Most believe that the president's speech was ignorant bullying that will only slow reform.
Feb 7, 2002 | A few days before the 23rd anniversary of the Islamic revolution, the streets of Tehran are decorated with candy-colored lights. Despite the decorations, there had been no aura of revolutionary zeal in the city. But that was before President Bush's State of the Union speech, in which he shocked political observers, diplomats and ordinary Iranians by singling out Iran, along with Iraq and North Korea, as part of an "axis of evil." Now, anti-American sloganeering has returned.
Bush charged that Iran aids terrorism by providing aid to the militant Islamic groups Islamic Jihad, Hamas and Hezbollah, which have been locked in a violent conflict with Israel for years. He also warned that Iran was actively seeking nuclear weapons. In addition, U.S. officials have warned that Iran, which fronts Afghanistan's western border, has been trying to destabilize the new government and possibly sheltering al-Qaida fugitives.

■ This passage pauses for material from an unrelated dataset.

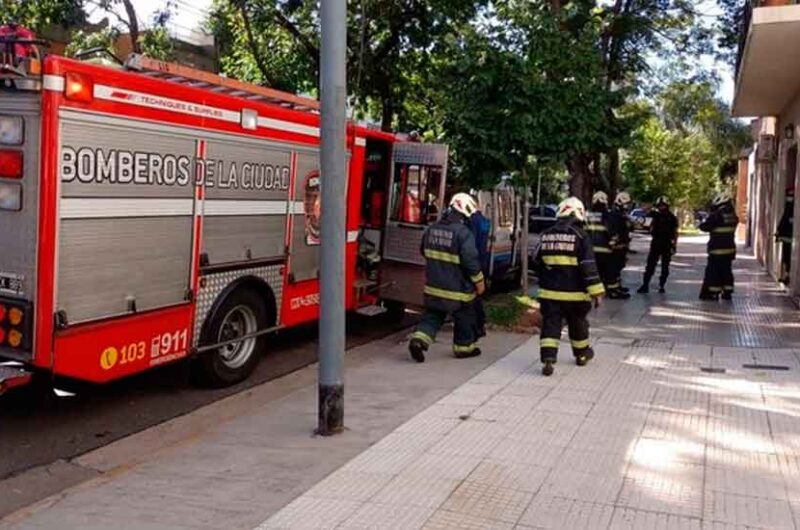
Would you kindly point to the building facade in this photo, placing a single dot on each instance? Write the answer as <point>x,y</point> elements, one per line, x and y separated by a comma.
<point>768,90</point>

Bush's speech dismayed Iranians of all political stripes. Reformers and conservatives have been locked in a bitter power struggle, but they suspended their infighting to make common cause against a speech widely regarded here as bullying, ignorant and counterproductive.
Iran's foreign minister, Kamal Kharrazi, denied the charges and asked the U.S. to produce factual proof of Iran's involvement in production of weapons of mass destruction and terrorism. As a sign of protest, the minister cancelled a visit to the World Economic Forum in New York.

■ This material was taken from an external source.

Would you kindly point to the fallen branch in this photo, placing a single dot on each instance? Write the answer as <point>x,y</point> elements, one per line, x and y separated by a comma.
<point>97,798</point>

Iran's leaders fired back fiercely. The country's supreme leader, Ayatollah Khamenei, called the tone of the U.S. president's speech "bloodthirsty." President Khatami, leader of the reformers, was equally blunt. During his five years in office, Khatami has made a concerted effort to tone down hostile rhetoric toward the U.S. as part of a more pragmatic foreign policy, but he condemned Bush's demonizing of Iran as "meddling, warmongering, insulting and a repetition of old propaganda." It was perhaps the strongest language Khatami has yet used against the U.S., and belied his dismay at the abrupt change in the U.S. position towards Iran, which most observers believe has been softening in the past four years.
The clerical establishment has launched a forceful campaign of rebuttal over the past few days, filling the front pages of Iranian newspapers with angry pieces whose tenor summons up the darkest days of the troubled U.S.-Iran relationship.
At a special Friday prayer held at the shrine of Ayatollah Khomeini and broadcast on national radio and television, a prominent conservative cleric, Ayatollah Ahmad Janati, expressed doubts about Bush's sanity, but scoffed that such outbursts should not be surprising when "cowboys and gambling-house managers from Nevada become presidents in the U.S." (It was unclear who Janati was referring to; such employment does not appear on President Bush's resumé.)
The spokesman of the powerful Guardian Council, which oversees all legislation to make sure it adheres to the values of the Islamic Revolution, called for unity among Iran's internal camps -- an appeal that would have little chance of being heard before Bush's speech.
At least for now, Washington's aggressive new stance toward Iran appears to have played into the hands of the conservative clergy, which is facing the greatest challenge to its rule in recent years from the reformist parliament. Even those reformist groups that are the most amenable to eventual reestablishment of ties with the U.S. were forced to condemn Bush's speech. The leading reformist party, the Islamic Iran Participation Front (IIPF), which won a majority in the parliament two years ago, simultaneously condemned the U.S. president's statement and criticized the hard-liners, charging that their policies have played into the hands of anti-Iran elements in the U.S. and Israel, whose aggressive lobbying against Iran is widely believed here to have been the decisive factor in Bush's hawkish speech.
"Bush's statement will only help obstruct the course of democracy in Iran," says Saiid Leylaz, a reformist journalist close to the IIPF. He denounced the U.S. stance on Iran as simplistic compared to that of its European allies. "The Europeans understand that the rulership in Iran is not homogeneous," Leylaz said. "They understand that Iran is ruled by [different] factions. The solution is to strengthen democracy in Iran, and that cannot be achieved by weakening the reformists."